CECI n'est pas EXECUTE 6 avril 1860

Année 1860 |

6 avril 1860

Gustave de Beaumont à Alfred de Falloux

Beaumont la Chartre près La Chartre sur le Loir (Sarthe), 6 avril 1860

Mon cher ami,

Lors de la publication de votre beau livre1, dans lequel votre succès personnel tout en se mêlant très doucement pour vous à celui de Madame Swetchine, en est cependant demeuré distrait. Vous m’avez témoigné un désir que j’ai eu le vif regret alors de ne pouvoir satisfaire. C’était de posséder les lettres écrites par Madame Swetchine à Alexis de Tocqueville. Je vous ai dit l’obstacle qui m’a empêché d’accomplir votre vœu. Je suis sûr que connaissant l’état déplorable dans lequel était la pauvre Madame de Tocqueville2, bien loin de l’accuser, vous vous êtes borné à compatir du fond de votre cœur à la disposition qui lui rendait impossible toute recherche dans de pareils souvenirs. Quoiqu’elle soit encore bien accablée, surtout en ce moment, qui touche à un cruel anniversaire, elle a pu cependant, à ma sollicitation, explorer quelques cartons, et elle vient de me remettre avec autorisation d’en faire le dépôt entre vos mains 14 lettres de Madame Swetchine, dont quelques-unes me paraissent d’un très grand intérêt. Veuillez me dire par quelle voie vous désirez que je vous les fasse parvenir ; le volume n’en étanr pas considérable, je crois que la voie de la poste serait la plus indiquée : qu’en pensez-vous ? Madame de Tocqueville me charge de vous dire, mon cher ami, qu’elle éprouve un véritable chagrin auquel vous pensez bien que je m’associe vivement, en songeant que cette remise vous est faite non seulement après la première, mais même après votre seconde édition. Il n’y a pas un moyen de faire autrement ; et encore, malgré les retards vous ne pouvez vous imaginer quels accès de désespoir et quels déchirements a produit dans le cœur de la pauvre femme, la revue même superficielle de ces papiers !
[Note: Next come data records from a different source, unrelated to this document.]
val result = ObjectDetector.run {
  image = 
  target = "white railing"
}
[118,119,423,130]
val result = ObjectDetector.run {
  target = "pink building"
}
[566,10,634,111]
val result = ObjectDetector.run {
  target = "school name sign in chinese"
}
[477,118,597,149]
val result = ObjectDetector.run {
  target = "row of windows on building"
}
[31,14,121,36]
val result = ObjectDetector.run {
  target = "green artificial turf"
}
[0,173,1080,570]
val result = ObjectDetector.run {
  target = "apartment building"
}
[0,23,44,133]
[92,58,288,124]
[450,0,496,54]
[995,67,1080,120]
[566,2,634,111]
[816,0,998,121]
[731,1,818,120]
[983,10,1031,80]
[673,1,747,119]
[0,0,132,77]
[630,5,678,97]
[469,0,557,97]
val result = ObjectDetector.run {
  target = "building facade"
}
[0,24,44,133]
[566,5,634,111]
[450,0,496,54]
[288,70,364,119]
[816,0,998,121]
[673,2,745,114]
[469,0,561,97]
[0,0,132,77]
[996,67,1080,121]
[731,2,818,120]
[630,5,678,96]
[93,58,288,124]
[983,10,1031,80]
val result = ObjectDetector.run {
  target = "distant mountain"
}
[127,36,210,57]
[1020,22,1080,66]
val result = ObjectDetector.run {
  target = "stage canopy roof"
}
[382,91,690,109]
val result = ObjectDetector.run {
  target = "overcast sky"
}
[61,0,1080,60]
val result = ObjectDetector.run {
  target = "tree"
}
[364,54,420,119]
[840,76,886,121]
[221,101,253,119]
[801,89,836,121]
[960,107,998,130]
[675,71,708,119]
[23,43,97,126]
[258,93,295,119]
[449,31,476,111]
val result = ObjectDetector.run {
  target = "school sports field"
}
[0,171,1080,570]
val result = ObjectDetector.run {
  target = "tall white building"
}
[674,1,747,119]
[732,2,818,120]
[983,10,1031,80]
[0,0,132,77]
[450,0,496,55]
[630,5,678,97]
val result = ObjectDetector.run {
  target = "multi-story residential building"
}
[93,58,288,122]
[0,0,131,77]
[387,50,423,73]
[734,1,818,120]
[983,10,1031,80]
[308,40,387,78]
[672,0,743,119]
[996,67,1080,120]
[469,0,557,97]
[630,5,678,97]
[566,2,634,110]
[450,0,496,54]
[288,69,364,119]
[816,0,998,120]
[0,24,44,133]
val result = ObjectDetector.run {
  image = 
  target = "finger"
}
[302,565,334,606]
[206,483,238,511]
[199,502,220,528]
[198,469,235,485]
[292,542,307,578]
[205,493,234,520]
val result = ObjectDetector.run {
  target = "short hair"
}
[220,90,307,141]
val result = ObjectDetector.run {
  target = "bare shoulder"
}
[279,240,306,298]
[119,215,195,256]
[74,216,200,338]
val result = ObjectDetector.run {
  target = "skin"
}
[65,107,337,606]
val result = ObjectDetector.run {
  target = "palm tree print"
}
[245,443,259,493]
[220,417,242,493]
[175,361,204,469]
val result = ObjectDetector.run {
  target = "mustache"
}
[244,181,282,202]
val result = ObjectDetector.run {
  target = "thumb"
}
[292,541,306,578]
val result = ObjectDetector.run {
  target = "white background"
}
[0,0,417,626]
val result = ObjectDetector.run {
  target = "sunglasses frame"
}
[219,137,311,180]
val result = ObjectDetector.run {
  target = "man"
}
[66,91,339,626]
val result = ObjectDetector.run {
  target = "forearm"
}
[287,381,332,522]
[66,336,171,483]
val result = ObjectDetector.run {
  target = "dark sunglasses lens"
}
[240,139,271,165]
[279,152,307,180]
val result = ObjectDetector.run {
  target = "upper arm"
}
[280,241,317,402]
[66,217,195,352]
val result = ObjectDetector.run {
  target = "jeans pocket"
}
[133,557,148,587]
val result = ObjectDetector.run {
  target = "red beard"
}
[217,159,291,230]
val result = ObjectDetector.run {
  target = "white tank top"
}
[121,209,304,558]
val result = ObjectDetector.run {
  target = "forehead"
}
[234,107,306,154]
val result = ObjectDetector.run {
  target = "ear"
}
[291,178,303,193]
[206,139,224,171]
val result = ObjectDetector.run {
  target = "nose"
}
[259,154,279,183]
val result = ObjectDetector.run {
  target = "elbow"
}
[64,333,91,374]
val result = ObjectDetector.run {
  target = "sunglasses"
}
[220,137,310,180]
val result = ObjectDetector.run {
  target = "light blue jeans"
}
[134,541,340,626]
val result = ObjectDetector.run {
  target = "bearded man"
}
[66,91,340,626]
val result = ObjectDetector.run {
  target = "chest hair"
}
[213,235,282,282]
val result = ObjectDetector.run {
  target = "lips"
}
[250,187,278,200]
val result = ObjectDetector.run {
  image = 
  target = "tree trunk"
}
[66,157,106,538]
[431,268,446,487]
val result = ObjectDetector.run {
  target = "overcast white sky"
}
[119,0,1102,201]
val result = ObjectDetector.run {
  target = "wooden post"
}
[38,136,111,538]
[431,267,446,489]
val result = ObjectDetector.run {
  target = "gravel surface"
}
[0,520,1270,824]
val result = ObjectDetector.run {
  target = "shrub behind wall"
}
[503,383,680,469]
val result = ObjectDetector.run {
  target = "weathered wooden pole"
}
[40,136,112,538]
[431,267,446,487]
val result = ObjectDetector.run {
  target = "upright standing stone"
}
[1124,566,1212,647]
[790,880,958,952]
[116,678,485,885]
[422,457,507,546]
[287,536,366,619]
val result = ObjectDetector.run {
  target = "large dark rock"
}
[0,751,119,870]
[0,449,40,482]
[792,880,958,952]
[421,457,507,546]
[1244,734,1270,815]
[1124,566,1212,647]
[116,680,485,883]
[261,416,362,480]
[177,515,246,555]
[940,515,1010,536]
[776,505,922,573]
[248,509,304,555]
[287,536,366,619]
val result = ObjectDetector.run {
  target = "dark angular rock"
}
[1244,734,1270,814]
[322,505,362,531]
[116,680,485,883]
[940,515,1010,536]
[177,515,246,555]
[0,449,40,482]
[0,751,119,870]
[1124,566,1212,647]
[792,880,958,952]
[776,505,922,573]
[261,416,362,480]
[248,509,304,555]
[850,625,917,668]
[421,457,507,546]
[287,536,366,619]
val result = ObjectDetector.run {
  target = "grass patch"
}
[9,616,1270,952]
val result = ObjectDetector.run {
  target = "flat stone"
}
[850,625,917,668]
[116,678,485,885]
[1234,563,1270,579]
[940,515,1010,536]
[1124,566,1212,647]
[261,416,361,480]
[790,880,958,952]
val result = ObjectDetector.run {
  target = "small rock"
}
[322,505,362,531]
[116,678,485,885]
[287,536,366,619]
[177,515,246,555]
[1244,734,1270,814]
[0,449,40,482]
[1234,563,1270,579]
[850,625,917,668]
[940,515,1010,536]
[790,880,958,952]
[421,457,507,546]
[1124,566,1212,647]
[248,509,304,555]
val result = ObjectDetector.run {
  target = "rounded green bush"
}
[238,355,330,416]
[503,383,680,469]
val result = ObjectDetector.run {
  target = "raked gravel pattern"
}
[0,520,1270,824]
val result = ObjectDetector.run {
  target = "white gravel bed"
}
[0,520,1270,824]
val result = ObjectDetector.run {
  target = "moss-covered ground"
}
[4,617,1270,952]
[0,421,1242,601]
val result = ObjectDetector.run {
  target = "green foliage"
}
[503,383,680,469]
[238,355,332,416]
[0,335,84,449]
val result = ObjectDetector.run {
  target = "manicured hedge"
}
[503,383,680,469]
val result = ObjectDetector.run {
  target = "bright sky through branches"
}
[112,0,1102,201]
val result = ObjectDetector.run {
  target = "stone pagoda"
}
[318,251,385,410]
Maintenant, mon cher ami, il faut que de mon côté je vous adresse ma requête : le travail dont je m’occupe, et qui a pour objet de recueillir tout ce qui se rattache à la mémoire de mon pauvre ami Tocqueville est assez avancé. Sa correspondance choisie formera, je n’en doute pas, la partie la plus intéressante de cette publication. Quoi que ce soit le travail où l’éditeur a le moins à mettre, vous avez pu, par votre expérience, juger que c’est cela qui prend le plus de temps car le choix des lettres est toujours délicat, entre les objections qui naissent des noms propres qu’on ne veut pas blesser, et des opinions dont la liberté du temps présent peut rendre la manifestation peu opportune. Cependant mon travail, comme je vous le disais est fort avancé ; et j’ai réussi une collection de lettres, soit de France, soit de l’étranger, qui pourra je pense remplir un volume précieux pour le public. Vous m’avez mon cher ami, au mois août dernier, fait une promesse que j’ai le grand soin <mot illisible> ; c’est celle de nous remettre la lettre adressée par Tocqueville à Madame Swetchine, y compris celles dont vous publierez quelques fragments seulement ; nous attachons un prix infini a présenter la correspondance de Tocqueville dans son ensemble ; car c’est l’homme même que je veux peindre et nulle part on ne le voit mieux, tel qu’il était meilleur que dans ses lettres. Madame de Tocqueville me charge de vous dire combien elle vous sera reconnaissante de cette remise, qu’elle m’autorise à recevoir de vous ; et je n’ai pas besoin de vous dire combien moi-même je vous en saurai gré. Permettez-moi d’ajouter que vous mettrez le comble à votre bonté en me faisant cet envoi le plus tôt possible, dont la poste serait le mode le meilleur, à moins que le paquet à transmettre ne fut très gros, ce que je ne présume pas. En retour je vous enverrai de même, si vous approuvez ce moyen, la lettre de Madame Swetchine.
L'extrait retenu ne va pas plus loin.